I'm making several individual terrain tiles inside of blender for use within a Unity 3D 5 game. Each tile is square and is made to represent a segment of a world. In game the tiles are randomly* chosen and placed between each other. However these tiles do not always have matching sides.

Why the tiles

To allow for greater terrain sculpting possibilities such as caves, precision-placed landmarks e.t.c. but still allow for a procedurally generated feeling; randomly placed static tiles are used.

There are mountain tiles and there are plane tiles. Mountain tiles have a more extreme terrain and are mostly next to other mountain tiles so that bigger mountains can be formed. Plane tiles are similarity placed next to other plane tiles.

The game is "low poly" and so is the terrain. This makes it hard to have flat sides on every tile at the same height for easy "stitching".

Concrete question

How can I match these edges runtime to ensure that there are no visible tile edges?


2 Answers 2


You might consider something like Wang Tiles. The idea is that you have a predetermined set of edges for your tiles. You can randomly generate tiles, still, so long as the edges match.

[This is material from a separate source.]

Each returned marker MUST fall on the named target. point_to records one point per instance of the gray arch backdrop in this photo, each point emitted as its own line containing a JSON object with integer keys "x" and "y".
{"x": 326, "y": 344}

For example, you might have 4 possible sides:

  • A: Low terrain
  • B: Mid terrain
  • C: High terrain
  • D: Water

You can generate the first tile by randomly choosing the 4 sides. The tile to the right has to have the same edge on the left as the first tile, but the other 3 sides can be randomly chosen. On the next row, you have to match 2 sides, but the other 2 can be randomly chosen, etc.

You can use more than 4 types of edges. That's just an example.


You can do some cool things if you allow the tiles to overlap a little and then interpolate bits that overlap. For the parts that overlap you need to calculate each tile's contribution (weight) to the overall height which I'll refer to as H(x,y). Then when you sample H(x,y) you find each tile that overlaps that point and sum the weighted local heights of those tiles. I've made a quick diagram that I hope explains this in more detail, each of the colored H(x,y)'s represents the heightmap of a specific tile, with x and y still being in absolute world coordinates.